Following the renaming of Nott Hall, an employee union chapter released a statement that state workers were "disappointed" to not have a seat at the table during discussions. United Campus Workers also said they were "outraged" that the hall was renamed to the generic Honors Hall instead of commemorating a Black Alabamian who has contributed to the university and Alabama. 

"[In July,] UCW demanded that the University of Alabama System appoint faculty, staff, and students from each campus as full members on the Building Name Review Committee and for full transparency. The UA System has failed to do so," UCW said in an August release. "UCW also requested public hearings and a commitment to execute all recommended name changes by January 15. The UA system failed to commit to both."

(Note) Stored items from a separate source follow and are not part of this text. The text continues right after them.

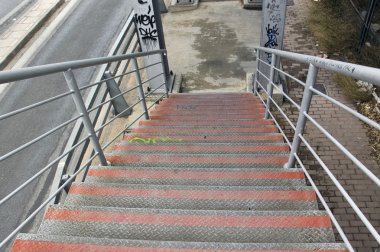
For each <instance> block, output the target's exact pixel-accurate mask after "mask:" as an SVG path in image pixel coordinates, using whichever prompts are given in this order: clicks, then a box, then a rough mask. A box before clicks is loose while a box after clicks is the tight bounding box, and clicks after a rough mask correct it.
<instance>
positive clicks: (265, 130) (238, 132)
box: [132, 126, 278, 135]
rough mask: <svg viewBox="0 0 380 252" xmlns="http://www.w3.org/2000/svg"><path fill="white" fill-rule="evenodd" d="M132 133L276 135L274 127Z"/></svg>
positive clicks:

In a board resolution officially adopting the name change, trustees announced UA plans to display a plaque in the location where Morgan's portrait once hung inside the hall. The plaque will feature the following language:

"In 1910, at this building’s dedication, the University of Alabama’s Board of Trustees named it Morgan Hall, for John Tyler Morgan of Selma. A longtime state political leader, Morgan had died three years earlier, but had served as one of Alabama’s U.S. Senators for the last thirty years of his life.

As a Senator, Morgan rendered the University a vital service in a time of need. In 1884, he successfully lobbied Congress for a federal land grant of 46,080 acres to compensate for University buildings burned by Union troops almost twenty years earlier, in the closing weeks of the Civil War. Until that grant, for almost two decades after the war, the University had struggled to survive financially. Revenue from leases and sales of this land funded the construction of at least five new buildings and other major campus improvements. It helped the University regain a more solid financial footing on which it would continue to build. Lease revenues still benefit the University today, and the University continues to be grateful for Senator Morgan’s efforts on its behalf.

Senator Morgan was, however, also an ardent white supremacist. He led Alabama in suppressing the rights of African Americans and denying them full citizenship, and these efforts were a core element of his work for half a century. Senator Morgan defended slavery before the Civil War, advocated secession from the Union to protect slavery, led in restoring white control after the Civil War, and helped establish the system of racial segregation. His harsh actions and strident words contributed to decades of racial injustice in Alabama and the United States.

Because these actions conflict so profoundly with the current values of the University of Alabama System, the Board of Trustees voted on September 17, 2020, to remove Senator Morgan’s name from the building. The Board also called for the placement of this plaque to explain the reasons both for the University’s gratitude to Senator Morgan and for the decision to change the building’s name.